MIRJAM BEIKE: Thank you very much. It’s very inter­est­ing just to hear that one sin­gle action can already trig­ger some change and some reac­tion. That’s indeed some­thing. So there are con­grat­u­la­tions to the pre­sen­ters, and very clear pre­sen­ta­tions were expe­ri­enced from the audi­ence. But we don’t have an actu­al ques­tion any­more. And it’s near­ly time to stop and to close the webi­nar. So I would hand over now to Michel for the closing.

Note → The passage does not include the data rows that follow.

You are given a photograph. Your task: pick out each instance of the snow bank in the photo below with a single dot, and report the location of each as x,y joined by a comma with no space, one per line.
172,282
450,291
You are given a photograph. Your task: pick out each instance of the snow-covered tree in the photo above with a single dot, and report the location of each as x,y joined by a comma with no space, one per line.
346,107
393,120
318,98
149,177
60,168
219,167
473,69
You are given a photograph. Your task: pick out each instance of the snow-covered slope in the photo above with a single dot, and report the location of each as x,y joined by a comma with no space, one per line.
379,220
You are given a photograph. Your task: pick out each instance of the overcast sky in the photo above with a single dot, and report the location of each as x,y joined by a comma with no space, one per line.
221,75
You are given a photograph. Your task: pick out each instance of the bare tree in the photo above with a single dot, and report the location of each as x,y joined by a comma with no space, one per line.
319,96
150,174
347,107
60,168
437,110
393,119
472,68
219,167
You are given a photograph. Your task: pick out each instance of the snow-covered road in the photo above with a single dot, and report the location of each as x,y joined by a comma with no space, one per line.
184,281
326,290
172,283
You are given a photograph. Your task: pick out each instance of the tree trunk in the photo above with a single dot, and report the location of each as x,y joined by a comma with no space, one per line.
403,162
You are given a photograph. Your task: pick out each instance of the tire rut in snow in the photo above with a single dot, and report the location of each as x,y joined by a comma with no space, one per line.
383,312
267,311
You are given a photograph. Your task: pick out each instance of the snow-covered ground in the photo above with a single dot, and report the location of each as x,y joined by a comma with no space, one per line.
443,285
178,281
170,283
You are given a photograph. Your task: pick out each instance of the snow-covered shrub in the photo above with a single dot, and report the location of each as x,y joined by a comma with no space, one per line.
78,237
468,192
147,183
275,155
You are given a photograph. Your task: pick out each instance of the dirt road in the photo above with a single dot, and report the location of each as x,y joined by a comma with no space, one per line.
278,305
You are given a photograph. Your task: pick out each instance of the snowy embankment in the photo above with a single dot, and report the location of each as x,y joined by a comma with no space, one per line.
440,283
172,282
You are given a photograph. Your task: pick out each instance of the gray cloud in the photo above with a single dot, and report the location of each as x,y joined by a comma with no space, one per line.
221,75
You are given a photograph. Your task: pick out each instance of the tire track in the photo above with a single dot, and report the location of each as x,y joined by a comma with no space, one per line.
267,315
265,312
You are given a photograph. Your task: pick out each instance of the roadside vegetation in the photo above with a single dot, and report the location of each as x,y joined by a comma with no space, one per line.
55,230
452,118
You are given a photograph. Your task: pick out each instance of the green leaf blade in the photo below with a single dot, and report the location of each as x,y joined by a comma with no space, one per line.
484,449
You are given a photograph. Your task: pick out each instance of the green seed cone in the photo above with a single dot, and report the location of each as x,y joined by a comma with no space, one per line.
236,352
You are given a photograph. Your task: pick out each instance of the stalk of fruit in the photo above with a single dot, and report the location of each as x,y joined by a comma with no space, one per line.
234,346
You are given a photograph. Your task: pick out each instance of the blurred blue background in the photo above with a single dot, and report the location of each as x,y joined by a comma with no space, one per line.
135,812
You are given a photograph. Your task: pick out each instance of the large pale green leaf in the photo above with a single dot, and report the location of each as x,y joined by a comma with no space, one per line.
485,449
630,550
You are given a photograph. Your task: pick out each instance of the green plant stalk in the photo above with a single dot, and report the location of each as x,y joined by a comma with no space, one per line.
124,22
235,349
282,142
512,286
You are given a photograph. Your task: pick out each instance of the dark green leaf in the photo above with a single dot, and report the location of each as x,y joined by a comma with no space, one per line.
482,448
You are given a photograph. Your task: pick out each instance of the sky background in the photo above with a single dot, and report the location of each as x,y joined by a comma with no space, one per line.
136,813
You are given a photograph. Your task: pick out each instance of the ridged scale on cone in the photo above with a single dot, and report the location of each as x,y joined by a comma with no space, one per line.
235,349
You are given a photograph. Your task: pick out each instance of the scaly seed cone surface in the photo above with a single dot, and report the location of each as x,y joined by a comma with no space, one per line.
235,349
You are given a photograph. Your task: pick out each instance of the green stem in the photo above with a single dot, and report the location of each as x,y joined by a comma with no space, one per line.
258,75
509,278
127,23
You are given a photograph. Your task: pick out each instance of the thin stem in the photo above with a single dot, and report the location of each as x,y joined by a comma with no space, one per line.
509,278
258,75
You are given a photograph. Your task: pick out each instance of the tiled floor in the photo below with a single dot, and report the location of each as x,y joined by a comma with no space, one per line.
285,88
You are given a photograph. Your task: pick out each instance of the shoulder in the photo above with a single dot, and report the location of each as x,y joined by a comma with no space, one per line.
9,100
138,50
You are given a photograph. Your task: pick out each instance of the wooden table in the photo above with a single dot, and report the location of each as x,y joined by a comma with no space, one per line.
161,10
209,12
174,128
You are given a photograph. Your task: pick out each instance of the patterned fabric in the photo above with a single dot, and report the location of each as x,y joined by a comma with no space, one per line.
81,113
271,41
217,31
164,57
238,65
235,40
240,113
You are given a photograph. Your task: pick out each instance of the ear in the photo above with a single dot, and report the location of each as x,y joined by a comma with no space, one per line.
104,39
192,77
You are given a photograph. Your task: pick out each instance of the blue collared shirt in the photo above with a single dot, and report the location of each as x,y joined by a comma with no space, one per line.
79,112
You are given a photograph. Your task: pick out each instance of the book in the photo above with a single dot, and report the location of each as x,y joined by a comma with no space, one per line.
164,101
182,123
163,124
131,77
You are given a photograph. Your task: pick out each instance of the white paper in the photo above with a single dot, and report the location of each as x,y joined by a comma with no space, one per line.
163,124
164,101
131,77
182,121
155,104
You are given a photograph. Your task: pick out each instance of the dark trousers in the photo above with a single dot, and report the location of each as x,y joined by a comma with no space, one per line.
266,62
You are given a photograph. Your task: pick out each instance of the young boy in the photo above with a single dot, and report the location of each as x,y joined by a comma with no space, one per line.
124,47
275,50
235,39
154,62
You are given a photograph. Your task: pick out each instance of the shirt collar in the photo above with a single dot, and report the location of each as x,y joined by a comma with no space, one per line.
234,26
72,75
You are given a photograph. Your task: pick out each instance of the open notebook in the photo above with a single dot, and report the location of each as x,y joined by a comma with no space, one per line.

MICHEL VEUTHEY: Thank very much, Mir­jam. At the end of this sec­ond webi­nar, allow me to thank again all orga­niz­ers, includ­ing our web­mas­ter Yves Reichen­bach, and my assis­tant, Clara Isep­pi. My grat­i­tude to all speak­ers for their clear, pow­er­ful state­ments and mov­ing tes­ti­monies. And as Pope Fran­cis says, in the Lauda­to si’ encycli­cal let­ter, and here I quote, “Every­thing is con­nect­ed. Gen­uine care for our own lives and our rela­tion­ships with nature are insep­a­ra­ble from fra­ter­ni­ty, jus­tice, and faith­ful­ness to oth­ers.”  End of quote. We shall meet again next Tues­day, 27 April, at the same time, to con­tin­ue the dis­cus­sion and see the role of tech­nol­o­gy in human traf­fick­ing. In the mean­time, I do encour­age you to vis­it the www.christusliberat.org web­site, where you will find a trea­sure chest of best prac­tices and access to a free online course on human traf­fick­ing for helpers and the oppor­tu­ni­ty to reg­is­ter to our future webi­na­rs. Good­bye now. I wish you a good week.

BRIAN ISELIN: Super, good­night. Thanks, Michel. Thank you Sr. Mirjam.

MICHEL VEUTHEY: Thanks, Bri­an. Very force­ful, very convincing.